# Clustering Neighborhoods in Toronto

In this assignment, you will be required to explore, segment, and cluster the neighborhoods in the city of Toronto based on the postalcode and borough information.

For the Toronto neighborhood data, a Wikipedia page exists that has all the information we need to explore and cluster the neighborhoods in Toronto. You will be required to scrape the Wikipedia page and wrangle the data, clean it, and then read it into a pandas  dataframe so that it is in a structured format.
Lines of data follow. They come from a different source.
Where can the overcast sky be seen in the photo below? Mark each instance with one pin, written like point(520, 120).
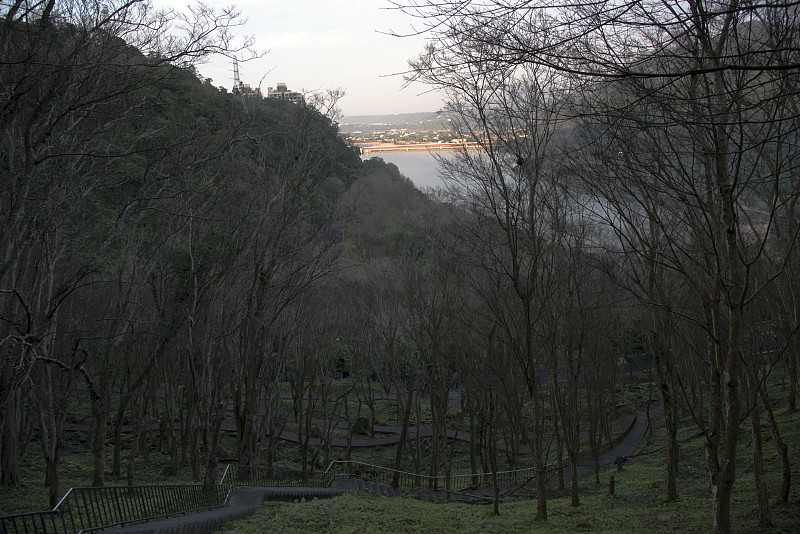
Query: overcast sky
point(313, 45)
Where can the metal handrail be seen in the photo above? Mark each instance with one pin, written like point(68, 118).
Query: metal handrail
point(90, 509)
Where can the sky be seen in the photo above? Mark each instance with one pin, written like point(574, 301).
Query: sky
point(316, 45)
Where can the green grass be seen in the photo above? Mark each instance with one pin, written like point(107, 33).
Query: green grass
point(637, 505)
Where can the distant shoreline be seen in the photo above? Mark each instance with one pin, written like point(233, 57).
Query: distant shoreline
point(368, 149)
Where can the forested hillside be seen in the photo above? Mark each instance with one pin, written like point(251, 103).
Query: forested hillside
point(160, 237)
point(206, 277)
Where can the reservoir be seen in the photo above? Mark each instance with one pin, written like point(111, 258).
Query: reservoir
point(418, 165)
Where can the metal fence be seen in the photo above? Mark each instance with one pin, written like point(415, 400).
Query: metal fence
point(278, 476)
point(98, 508)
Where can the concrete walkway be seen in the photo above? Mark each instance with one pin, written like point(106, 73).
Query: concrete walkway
point(245, 501)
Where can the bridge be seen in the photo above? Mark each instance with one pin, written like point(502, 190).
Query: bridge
point(416, 146)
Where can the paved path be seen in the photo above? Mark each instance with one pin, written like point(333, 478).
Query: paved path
point(246, 501)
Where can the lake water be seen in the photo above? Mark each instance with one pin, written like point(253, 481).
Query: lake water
point(418, 165)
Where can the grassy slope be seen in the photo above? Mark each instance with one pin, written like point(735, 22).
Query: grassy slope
point(637, 505)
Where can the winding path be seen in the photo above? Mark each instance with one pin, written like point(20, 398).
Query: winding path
point(247, 500)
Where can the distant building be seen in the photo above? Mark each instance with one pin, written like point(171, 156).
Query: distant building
point(284, 93)
point(246, 90)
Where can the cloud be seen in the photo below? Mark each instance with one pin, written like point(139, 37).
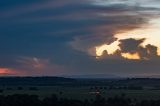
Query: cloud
point(9, 71)
point(130, 45)
point(60, 36)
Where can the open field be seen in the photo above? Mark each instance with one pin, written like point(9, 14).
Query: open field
point(80, 93)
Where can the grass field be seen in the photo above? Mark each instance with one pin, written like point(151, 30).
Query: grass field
point(80, 93)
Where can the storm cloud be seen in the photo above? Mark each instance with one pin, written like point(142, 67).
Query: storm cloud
point(59, 37)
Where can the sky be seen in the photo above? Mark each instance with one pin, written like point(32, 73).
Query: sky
point(79, 37)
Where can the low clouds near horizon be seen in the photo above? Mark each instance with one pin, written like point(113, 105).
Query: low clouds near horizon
point(55, 37)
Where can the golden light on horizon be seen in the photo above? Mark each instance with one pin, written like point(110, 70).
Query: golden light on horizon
point(151, 33)
point(110, 48)
point(134, 56)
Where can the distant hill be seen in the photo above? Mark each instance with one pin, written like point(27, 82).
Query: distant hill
point(35, 81)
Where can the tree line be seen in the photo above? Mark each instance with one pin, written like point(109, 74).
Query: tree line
point(33, 100)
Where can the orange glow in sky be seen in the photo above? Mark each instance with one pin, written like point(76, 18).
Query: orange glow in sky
point(134, 56)
point(151, 33)
point(110, 48)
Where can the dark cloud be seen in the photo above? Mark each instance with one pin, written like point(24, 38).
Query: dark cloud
point(62, 35)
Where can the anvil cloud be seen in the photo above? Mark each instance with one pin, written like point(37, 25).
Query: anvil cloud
point(59, 37)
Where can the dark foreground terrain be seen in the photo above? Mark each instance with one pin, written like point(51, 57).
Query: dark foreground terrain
point(58, 91)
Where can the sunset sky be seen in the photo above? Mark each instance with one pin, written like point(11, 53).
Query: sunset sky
point(79, 37)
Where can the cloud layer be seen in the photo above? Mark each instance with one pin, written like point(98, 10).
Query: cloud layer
point(60, 37)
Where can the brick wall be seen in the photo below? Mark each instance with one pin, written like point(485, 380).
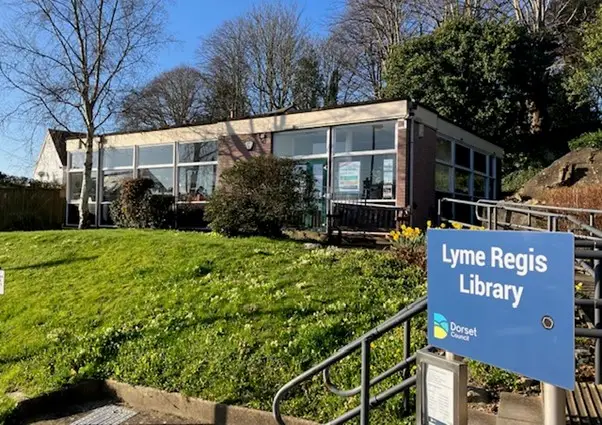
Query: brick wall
point(425, 204)
point(233, 148)
point(402, 155)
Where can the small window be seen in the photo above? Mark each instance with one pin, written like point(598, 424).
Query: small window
point(443, 150)
point(365, 137)
point(117, 157)
point(162, 179)
point(75, 187)
point(300, 143)
point(462, 156)
point(480, 162)
point(78, 158)
point(462, 182)
point(196, 183)
point(155, 155)
point(197, 152)
point(443, 178)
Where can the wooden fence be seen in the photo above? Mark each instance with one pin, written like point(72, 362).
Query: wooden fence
point(31, 208)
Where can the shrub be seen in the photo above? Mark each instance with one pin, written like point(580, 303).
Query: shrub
point(137, 207)
point(587, 140)
point(260, 196)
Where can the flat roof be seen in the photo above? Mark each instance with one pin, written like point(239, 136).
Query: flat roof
point(378, 110)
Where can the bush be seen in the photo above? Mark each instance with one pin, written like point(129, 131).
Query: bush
point(260, 196)
point(587, 140)
point(136, 207)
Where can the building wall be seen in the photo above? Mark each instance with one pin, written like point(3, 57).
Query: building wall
point(402, 163)
point(233, 148)
point(425, 146)
point(49, 167)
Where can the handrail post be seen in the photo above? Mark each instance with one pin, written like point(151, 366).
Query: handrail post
point(365, 376)
point(406, 355)
point(597, 296)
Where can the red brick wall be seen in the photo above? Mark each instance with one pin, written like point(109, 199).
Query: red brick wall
point(402, 163)
point(425, 204)
point(232, 148)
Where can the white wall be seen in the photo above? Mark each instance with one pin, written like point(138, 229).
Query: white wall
point(49, 167)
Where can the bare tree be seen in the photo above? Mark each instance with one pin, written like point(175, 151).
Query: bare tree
point(173, 98)
point(276, 42)
point(366, 31)
point(226, 73)
point(72, 59)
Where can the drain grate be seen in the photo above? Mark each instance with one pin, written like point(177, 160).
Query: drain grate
point(106, 415)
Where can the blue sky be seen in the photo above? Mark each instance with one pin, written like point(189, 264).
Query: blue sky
point(189, 21)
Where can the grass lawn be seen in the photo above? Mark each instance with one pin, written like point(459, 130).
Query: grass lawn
point(228, 320)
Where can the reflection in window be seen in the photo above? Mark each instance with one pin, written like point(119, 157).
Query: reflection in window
point(479, 186)
point(480, 162)
point(197, 152)
point(442, 178)
point(462, 182)
point(365, 177)
point(365, 137)
point(75, 187)
point(78, 158)
point(462, 156)
point(196, 183)
point(162, 179)
point(111, 183)
point(300, 143)
point(155, 155)
point(113, 157)
point(443, 150)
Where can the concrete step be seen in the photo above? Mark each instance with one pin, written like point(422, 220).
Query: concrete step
point(516, 409)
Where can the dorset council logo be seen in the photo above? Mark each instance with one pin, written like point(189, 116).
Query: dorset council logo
point(441, 328)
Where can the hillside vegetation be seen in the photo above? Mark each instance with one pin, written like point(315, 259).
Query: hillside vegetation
point(228, 320)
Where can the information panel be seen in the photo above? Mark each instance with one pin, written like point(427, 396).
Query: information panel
point(505, 298)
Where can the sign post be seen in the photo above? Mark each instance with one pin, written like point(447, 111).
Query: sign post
point(506, 299)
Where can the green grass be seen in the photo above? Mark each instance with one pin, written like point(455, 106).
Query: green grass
point(228, 320)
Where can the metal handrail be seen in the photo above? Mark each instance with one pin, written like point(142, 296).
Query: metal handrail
point(363, 342)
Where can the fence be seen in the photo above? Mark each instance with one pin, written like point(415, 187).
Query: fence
point(31, 208)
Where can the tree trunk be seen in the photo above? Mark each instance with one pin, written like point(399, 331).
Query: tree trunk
point(84, 213)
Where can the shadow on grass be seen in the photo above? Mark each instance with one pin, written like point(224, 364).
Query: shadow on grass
point(52, 263)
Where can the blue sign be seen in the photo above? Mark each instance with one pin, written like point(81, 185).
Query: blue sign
point(505, 298)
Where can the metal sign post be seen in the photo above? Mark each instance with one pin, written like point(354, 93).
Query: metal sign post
point(504, 298)
point(440, 390)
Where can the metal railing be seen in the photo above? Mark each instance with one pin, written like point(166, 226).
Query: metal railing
point(588, 249)
point(367, 401)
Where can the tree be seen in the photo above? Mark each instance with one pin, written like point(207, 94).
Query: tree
point(173, 98)
point(71, 60)
point(225, 70)
point(586, 78)
point(478, 73)
point(308, 85)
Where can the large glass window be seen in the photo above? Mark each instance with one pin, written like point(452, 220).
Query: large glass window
point(111, 183)
point(196, 182)
point(77, 159)
point(75, 187)
point(365, 137)
point(117, 157)
point(162, 179)
point(155, 155)
point(365, 177)
point(300, 143)
point(197, 152)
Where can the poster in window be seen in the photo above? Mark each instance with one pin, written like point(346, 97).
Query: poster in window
point(349, 176)
point(388, 191)
point(388, 171)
Once the data is in a structured format, you can cluster Toronto neighborhoods.

In [7]:
import pandas as pd
import requests
from bs4 import BeautifulSoup

## Retrieving data

1. Get the html data from the url page using Requests
2. Get postal codes and neighborhood data using BeautifulSoup

In [40]:
url = "https://en.wikipedia.org/wiki/List_of_postal_codes_of_Canada:_M"
html_data  = requests.get(url).text
soup = BeautifulSoup(html_data,"html5lib")  # create a soup object using the variable 'data'
table = soup.find('table')
postal_codes = table.find_all('p')

3. Structure data into a pandas data frame

In [49]:
postal_codes_data = []

for i, postal_code in enumerate(postal_codes):

    if postal_code.span.text == 'Not assigned':
        pass
    else:
        dic = {}
        dic['PostalCode'] = postal_code.find('b').text.strip(' ')
        text = postal_code.span.text.split(sep='(')
        dic['Borough'] = text[0].strip(' ')
        dic['Neighboors'] = text[1].split(sep=')')[0].replace(' /',',').strip(' ')
        
        postal_codes_data.append(dic)
        
df = pd.DataFrame(data=postal_codes_data)
df.head()

Unnamed: 0,PostalCode,Borough,Neighboors
0,M3A,North York,Parkwoods
1,M4A,North York,Victoria Village
2,M5A,Downtown Toronto,"Regent Park, Harbourfront"
3,M6A,North York,"Lawrence Manor, Lawrence Heights"
4,M7A,Queen's Park,Ontario Provincial Government


In [51]:
df.shape

(103, 3)